Not too long ago, my internist "went boutique." What does that mean?
A 2002 article in the British Medical Journal described it this way:
Dr Sidney Wolfe, director of consumer organisation Public Citizen's health research group in Washington, DC, said, “Boutique medicine is a predictable consequence of how badly our healthcare system is functioning.”
The American Medical Association has not taken an official position on the issue. But Dr Richard Roberts, chairman of the American Academy of Family Physicians, said, “If you have a substantial portion of America's doctors doing this, who's going to take care of everybody else? We've got over 40 million people in this country without health insurance, and another 20 million who are underinsured. What's wrong with this picture?”"
In my case, I received a letter that informed me unless I paid a thousand dollars a year, on top of what Blue Cross provided for office visits, my doctor would no longer see me.
Instead, I could go see someone from a list of doctors who had agreed to accept his patients for "continuity of care." Well, I thought to myself. If my doctor doesn't want to see me, I don't want to see him. Another doctor told me, "he's good, but he's not that good." So I checked the list. Only one doctor had a medical degree from an American medical school. Some "choice." I called and was accepted as a patient.
Then, a few months later, a new letter arrived, from the new doctor. He was going into a modified boutique system himself, he said, called
MDVIP. (The company is owned by Proctor and Gamble, makes of Tide Detergent, by the way.) He would still agree to see me, but only for a short 15-minute appointment. For longer appointments, 30-minutes or more, I would have to pay him an extra fee, as well.
Both of these doctors had invited me to sales seminars at local hotels before they switched to the new system--just the kind of things condo salesmen or hedge fund operators tended to run, before the recent Wall Street collapse.
Well, I talked to yet another doctor, who said that the two-tier practice sounded unethical on its face, that it was wrong to treat patients differently based upon their ability to pay. Apparently, this idea has occured to some lawyers, even Members of Congress, but so far no one has acted upon it. You can find out more about the legal problems with boutique practices,
on attorney Steven M. Goldstein's webpage. Apparently, there have been questions from members of Congress:
These practices have not slipped under the radar screen of government officials, as numerous investigations and other efforts to stop this movement have begun. The most visible action was a letter sent in March of this year to the Inspector General for the Department of Health and Human Services by five members of Congress, including Representative Henry Waxman from California and Representative Pete Stark, the author of the Stark self-referral law.
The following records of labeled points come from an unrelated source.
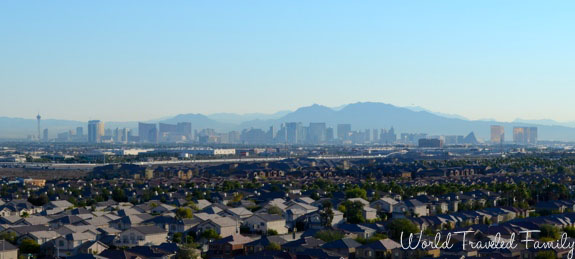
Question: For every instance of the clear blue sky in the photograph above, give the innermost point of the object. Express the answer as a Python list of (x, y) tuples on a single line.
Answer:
[(136, 60)]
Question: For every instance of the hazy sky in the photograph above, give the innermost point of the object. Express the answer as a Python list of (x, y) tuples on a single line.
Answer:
[(136, 60)]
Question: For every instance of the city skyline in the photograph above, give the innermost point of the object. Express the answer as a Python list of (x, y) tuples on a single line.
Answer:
[(89, 61)]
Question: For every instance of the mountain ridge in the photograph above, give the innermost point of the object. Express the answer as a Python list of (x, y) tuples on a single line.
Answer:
[(362, 115)]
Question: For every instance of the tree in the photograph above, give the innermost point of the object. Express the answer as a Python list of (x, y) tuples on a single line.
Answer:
[(356, 193), (273, 247), (184, 213), (398, 226), (570, 231), (549, 231), (548, 254), (353, 212), (119, 195), (329, 235), (177, 238), (326, 216), (187, 252)]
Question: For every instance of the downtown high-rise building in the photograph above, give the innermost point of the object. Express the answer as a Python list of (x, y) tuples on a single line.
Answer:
[(343, 131), (316, 134), (293, 132), (95, 131), (497, 134)]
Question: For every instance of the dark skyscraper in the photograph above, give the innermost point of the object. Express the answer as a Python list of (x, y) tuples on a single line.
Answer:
[(343, 131), (95, 131), (316, 133), (293, 132), (79, 131), (148, 132)]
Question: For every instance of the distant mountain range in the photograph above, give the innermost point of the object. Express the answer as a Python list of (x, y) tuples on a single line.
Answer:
[(367, 115)]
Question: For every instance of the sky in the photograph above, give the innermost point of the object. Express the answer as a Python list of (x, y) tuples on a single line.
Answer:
[(139, 60)]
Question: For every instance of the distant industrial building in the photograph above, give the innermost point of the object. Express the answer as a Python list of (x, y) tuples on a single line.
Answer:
[(95, 131), (497, 134), (180, 132), (525, 135), (430, 143), (148, 133)]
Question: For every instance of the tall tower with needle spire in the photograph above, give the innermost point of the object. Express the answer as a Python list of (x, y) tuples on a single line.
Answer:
[(39, 131)]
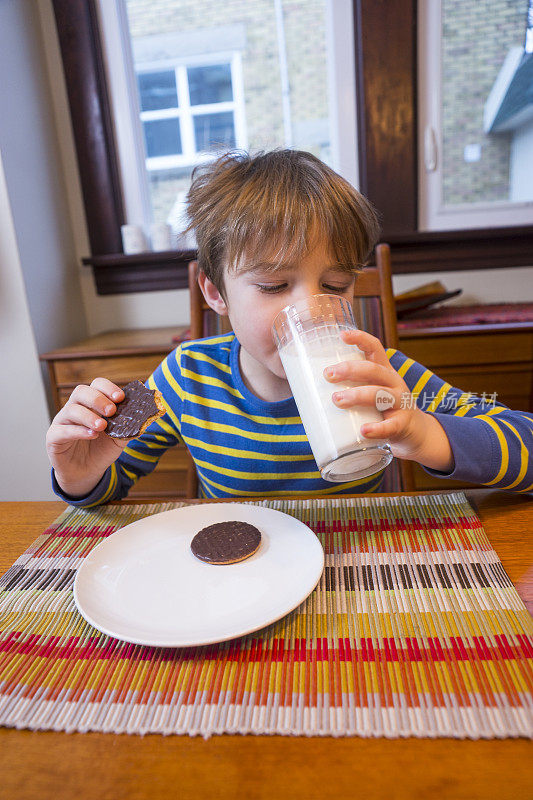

In their letter, the Congressmen raise several concerns that the boutique practices are violating federal laws, and they asked the Inspector General to take "rapid action" against these practices. Last year, Senator Bill Nelson of Florida introduced a bill in Congress to prohibit physicians from charging additional fees to Medicare patients. In addition, various state agencies have begun their own investigations. Departments of Insurance in the states of Massachusetts and Florida are reviewing the practice.
Nevertheless, little has been done to stop a questionable practice that results in fewer doctors being available to see patients--at a time of crisis in national health care.
Laura Newman cited the "boutique" phenomenon as a horrifying symptom of a developing American class system in health care, one that harms public health directly by rationing care on the basis of ability to pay
in the British Medical Journal:
Charatan points out that the rise of boutique medicine means that more doctors can cream from the top, picking those who pay the most. Unsettling questions remain: are American doctors and insurers in their silence building a system that is eroding the public's health? In the past, doctors' leaders and researchers have waged a successful battle in the United States to allow specialty referrals, taking their battle to the press, Capitol Hill, and state legislatures. But they have become eerily quiet on this issue. It is high time for those claiming interest in the public's health to publicise the situation and document the harm.
I haven't seen too many articles about the phenomenon in the media. My guess is that all too many writers, editors, producers, and the like are happy to pay the extra fees for VIP treatment, and haven't spent much time thinking about the ethical or public health considerations. There's a term for this mentality: "Public be damned."
The thought occurs: Perhaps this discouraging phenomenon might be added to the anti-elitist agenda of the Tea Party Republicans when they enter Congress as part of the effort to "repeal and replace Obamacare?"